La caída, con sólido material extra histórico
La versión local de «La caída » en DVD supera sobradamente lo habitual. Por el interés histórico específico de la producción, el film de Oliver Hirschbiegel ha sido lanzado en una edición de dos DVDs, el primero de los cuales contiene la totalidad de la película, y el segundo una justificada y documentada cantidad de extras.

El más singular de todos es el «paseo virtual» por el bunker de Hitler, refugio imaginario de tantos novelistas y guionistas de cine en los últimos 60 años, y que acá, sobre la base de planos y reconstrucciones históricas fehacientes, se plantea a la manera de una «visita guiada» en planos sucesivos: la enfermería, el despacho de la secretaria Traudl Junge, la centralita y sala de máquinas, la cámara de gas, los puestos de vigilancia, la sala de espera, el almacén, el despacho, el dormitorio de Eva Braun y de Hitler (por separado), la sala de estar, las habitaciones de Magda Goebbels y los hijos, el área de recreo antigua, etc.

Fotos históricas, museo de insignias y medallas, fotos comparativas y grabaciones de marchas militares alemanas, además de los testimonios de equipo y elenco, completan este buen archivo visual.

El film, se dijo en oportunidad de su estreno, es sólido, explícito y agobiador en su gran parte. Su historia se limita al mortuorio relato del fin de quienes fueron los hombres más poderosos de Europa, acorralados como ratas en ese búnker, e incrédulos de que esa civilización aria a la que presumieron eterna, y que sólo duró 12 años, estallara en pedazos.

En su obsesiva pormenorización incidental (no se deja de lado ni el detalle de cómo hubo que conseguir nafta para incinerar los cadáveres de Hitler y Eva Braun), «La caída» se aleja del tradicional acercamiento metafórico a la representación del nazismo que ha hecho la cultura alemana, desde el propio Brecht a cineastas como Jürgen Syberberg.
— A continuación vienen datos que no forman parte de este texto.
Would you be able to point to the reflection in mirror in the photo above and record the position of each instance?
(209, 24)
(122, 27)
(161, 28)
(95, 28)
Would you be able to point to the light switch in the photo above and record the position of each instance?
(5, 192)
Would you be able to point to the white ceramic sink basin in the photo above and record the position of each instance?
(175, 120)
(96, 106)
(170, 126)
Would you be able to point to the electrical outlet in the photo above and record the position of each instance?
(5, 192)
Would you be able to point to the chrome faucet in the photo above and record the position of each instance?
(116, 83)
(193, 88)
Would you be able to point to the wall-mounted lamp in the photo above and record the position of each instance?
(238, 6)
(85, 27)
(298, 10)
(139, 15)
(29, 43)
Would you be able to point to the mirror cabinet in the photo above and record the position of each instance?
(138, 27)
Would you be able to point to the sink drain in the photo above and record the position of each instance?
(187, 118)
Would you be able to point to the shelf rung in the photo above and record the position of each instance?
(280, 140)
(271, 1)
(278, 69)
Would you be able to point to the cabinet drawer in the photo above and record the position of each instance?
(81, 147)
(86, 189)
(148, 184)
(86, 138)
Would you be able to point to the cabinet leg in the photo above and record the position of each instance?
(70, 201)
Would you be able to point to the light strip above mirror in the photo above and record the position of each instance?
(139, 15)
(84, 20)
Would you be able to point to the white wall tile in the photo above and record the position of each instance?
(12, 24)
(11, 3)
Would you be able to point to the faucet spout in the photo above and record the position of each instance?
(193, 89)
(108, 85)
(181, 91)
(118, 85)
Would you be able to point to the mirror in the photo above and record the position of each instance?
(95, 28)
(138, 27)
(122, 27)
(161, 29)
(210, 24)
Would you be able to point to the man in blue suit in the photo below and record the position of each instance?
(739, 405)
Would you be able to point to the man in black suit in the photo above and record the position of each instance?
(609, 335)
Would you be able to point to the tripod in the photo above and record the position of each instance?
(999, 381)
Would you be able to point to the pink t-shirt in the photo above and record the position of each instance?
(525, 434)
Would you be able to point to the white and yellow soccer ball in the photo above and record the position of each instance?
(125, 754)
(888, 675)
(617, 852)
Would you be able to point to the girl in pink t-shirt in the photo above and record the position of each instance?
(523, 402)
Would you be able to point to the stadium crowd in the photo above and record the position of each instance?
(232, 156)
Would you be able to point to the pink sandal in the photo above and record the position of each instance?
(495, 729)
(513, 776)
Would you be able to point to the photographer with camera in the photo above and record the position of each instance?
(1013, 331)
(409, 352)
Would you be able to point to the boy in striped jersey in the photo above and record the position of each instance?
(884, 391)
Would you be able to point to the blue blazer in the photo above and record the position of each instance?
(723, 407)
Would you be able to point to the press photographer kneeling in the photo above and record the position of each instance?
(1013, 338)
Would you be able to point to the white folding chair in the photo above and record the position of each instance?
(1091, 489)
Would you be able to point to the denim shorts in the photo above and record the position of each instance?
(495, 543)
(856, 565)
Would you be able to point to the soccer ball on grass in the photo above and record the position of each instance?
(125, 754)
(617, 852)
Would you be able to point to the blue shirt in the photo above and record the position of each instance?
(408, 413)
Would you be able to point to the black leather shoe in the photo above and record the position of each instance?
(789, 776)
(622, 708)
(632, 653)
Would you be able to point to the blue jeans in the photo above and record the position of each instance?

El film de Hirschbiegel trabaja material crudo sobre bases fidedignas, como las memorias de Traudl Junge y las investigaciones del historiador Joachim Fest.

La mirada se convierte, así, en la crónica de una metástasis, con las diferentes reacciones de los desesperados jerarcas ante la súbita explosión del final, enfrentados a lo que jamás entró en sus cálculos, el suicidio del indestructible « superhombre», la muerte del Führer, a quien la agobiada caracterización que le da Bruno Ganz (colosal actor), articula y diferencia a sus satélites. En esa claustrofobia de la muerte inminente (todo el film es claustrofóbico), las reacciones que entran en colisión exponen al desnudo los resortes de esa gigantesca mascarada que, aunque sea difícil de racionalizar, estuvo a punto de regir al mundo entero.